La route de l’entrepreneuriat est semée d’obstacles. Monter une entreprise est un travail considérable, c’est pourquoi se lancer tout seul est une erreur: il faut absolument s’associer. Par ailleurs, s’attacher les services d’un banquier, d’un consultant ou d’un autre entrepreneur peut être une bonne idée. Ils peuvent ouvrir des portes qui resteraient fermées sans eux.

Vous ne devez reculer devant rien. Vous devez être prêt à travailler plus de 60 heures par semaine et renoncer à vos vacances.

Travailler son produit

Mais avoir une idée brillante n’est pas suffisant. L’élaboration d’un business plan est indispensable. Il sert de guide pour la création de l’entreprise. Cet instrument, qui s’adapte au fil du temps, permet de déceler rapidement les problèmes rencontrés et de prendre des mesures appropriées à temps.

Le produit doit ensuite arriver sur le marché au bon moment: ni trop tôt, ni trop tard. Ce sont les clients qui décideront si votre produit sera un succès. Accordez donc une grande importance à leurs retours afin d’offrir un service qui correspond parfaitement à leurs besoins. Changer de cap n’est pas un échec et peut vous éviter de foncer droit dans le mur.

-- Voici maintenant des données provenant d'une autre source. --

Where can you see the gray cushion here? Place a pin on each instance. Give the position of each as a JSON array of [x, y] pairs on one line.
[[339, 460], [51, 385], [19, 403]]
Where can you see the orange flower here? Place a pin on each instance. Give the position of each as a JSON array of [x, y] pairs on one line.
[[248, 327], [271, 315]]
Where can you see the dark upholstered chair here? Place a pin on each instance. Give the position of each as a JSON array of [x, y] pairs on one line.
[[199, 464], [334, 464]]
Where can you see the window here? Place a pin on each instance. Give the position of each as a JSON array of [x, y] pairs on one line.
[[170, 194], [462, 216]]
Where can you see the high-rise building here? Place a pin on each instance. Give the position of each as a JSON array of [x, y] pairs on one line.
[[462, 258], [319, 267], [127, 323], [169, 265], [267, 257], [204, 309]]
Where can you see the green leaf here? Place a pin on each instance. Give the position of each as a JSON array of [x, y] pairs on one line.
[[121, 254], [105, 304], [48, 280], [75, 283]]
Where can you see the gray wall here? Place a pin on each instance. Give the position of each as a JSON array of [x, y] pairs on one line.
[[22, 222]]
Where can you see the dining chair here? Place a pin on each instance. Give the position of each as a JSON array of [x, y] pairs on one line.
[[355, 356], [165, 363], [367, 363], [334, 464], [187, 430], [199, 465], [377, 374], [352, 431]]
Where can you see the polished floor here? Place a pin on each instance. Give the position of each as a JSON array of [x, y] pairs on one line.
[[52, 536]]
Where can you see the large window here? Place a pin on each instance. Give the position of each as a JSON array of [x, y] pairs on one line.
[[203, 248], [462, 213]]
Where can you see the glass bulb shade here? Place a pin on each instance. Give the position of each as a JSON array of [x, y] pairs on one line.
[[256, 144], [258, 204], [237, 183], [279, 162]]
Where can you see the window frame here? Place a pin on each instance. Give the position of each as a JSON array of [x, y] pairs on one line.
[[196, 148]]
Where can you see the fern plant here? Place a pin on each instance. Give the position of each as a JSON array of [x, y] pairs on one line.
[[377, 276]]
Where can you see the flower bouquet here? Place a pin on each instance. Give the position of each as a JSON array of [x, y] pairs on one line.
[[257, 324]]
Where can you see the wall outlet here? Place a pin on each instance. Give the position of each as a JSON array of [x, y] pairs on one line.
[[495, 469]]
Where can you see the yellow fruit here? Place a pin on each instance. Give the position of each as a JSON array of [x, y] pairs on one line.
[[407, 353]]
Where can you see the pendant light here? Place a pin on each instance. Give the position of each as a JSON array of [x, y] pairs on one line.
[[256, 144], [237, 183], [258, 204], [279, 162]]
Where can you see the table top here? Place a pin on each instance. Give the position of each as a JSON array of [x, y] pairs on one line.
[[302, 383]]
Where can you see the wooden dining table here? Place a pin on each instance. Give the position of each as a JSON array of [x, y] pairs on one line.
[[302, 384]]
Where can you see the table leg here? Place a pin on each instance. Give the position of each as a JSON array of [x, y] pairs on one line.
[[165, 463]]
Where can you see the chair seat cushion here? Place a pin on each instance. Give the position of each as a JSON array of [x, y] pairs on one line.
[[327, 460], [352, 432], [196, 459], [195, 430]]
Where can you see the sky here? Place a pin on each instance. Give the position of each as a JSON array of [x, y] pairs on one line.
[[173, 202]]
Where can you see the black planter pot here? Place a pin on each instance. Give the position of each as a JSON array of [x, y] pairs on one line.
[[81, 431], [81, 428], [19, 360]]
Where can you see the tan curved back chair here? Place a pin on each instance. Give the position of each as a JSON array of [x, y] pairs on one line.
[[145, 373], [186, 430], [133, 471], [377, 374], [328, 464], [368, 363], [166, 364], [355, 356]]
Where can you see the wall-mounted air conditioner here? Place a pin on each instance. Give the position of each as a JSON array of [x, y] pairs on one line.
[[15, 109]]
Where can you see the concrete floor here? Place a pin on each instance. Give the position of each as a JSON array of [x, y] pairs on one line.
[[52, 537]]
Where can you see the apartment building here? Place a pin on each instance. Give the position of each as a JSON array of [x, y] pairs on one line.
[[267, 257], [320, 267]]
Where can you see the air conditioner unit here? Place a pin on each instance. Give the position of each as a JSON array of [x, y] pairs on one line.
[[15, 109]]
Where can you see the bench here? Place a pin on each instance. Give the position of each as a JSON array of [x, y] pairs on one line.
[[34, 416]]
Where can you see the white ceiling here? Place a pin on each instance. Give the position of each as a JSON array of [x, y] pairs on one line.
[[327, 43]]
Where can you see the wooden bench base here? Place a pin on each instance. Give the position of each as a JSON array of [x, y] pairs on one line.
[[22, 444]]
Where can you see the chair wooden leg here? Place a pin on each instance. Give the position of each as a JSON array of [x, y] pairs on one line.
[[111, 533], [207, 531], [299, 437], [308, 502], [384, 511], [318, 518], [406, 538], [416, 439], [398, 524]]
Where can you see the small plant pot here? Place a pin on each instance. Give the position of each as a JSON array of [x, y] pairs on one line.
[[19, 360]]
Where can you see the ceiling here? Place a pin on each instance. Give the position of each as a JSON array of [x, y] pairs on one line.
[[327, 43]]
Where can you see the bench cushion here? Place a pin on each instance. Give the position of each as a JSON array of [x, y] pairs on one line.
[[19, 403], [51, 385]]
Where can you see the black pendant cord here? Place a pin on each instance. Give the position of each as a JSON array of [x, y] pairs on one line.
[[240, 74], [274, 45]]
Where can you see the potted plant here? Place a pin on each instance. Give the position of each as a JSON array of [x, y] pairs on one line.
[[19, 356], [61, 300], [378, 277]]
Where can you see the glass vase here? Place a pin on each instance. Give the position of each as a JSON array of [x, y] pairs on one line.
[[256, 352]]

Se protéger de la concurrence

Une fois que le produit est lancé, le premier objectif d’une start-up est bien souvent le dépôt d’un brevet. Il s’agit d’un titre de propriété industrielle qui permet à l’entreprise de bénéficier d’un monopole d’exploitation pendant une durée de 20 ans.

Ce titre permet à l’entreprise de s’approprier des marchés pour se développer tout en s’assurant de ne pas être concurrencée par des produits similaires. C’est également une question d’image: il permet de démontrer sa capacité innovante pour lever de l’argent. Un investisseur veut s’assurer que ses fonds sont sécurisés contre des tiers qui seraient susceptibles de copier la technologie dans laquelle il a investi.

Maintenir le cap

Enfin, le métier d’entrepreneur s’apparente à un numéro d’équilibriste permanent. Le but premier du jeune entrepreneur n’est pas forcément de rouler sur l’or. Des connaissances en gestion d’entreprise permettent de maintenir les finances et les liquidités sous contrôle. Il ne faut pas être trop gourmand. Les premières années, les bénéfices réalisés doivent donc être réinvestis dans l’entreprise.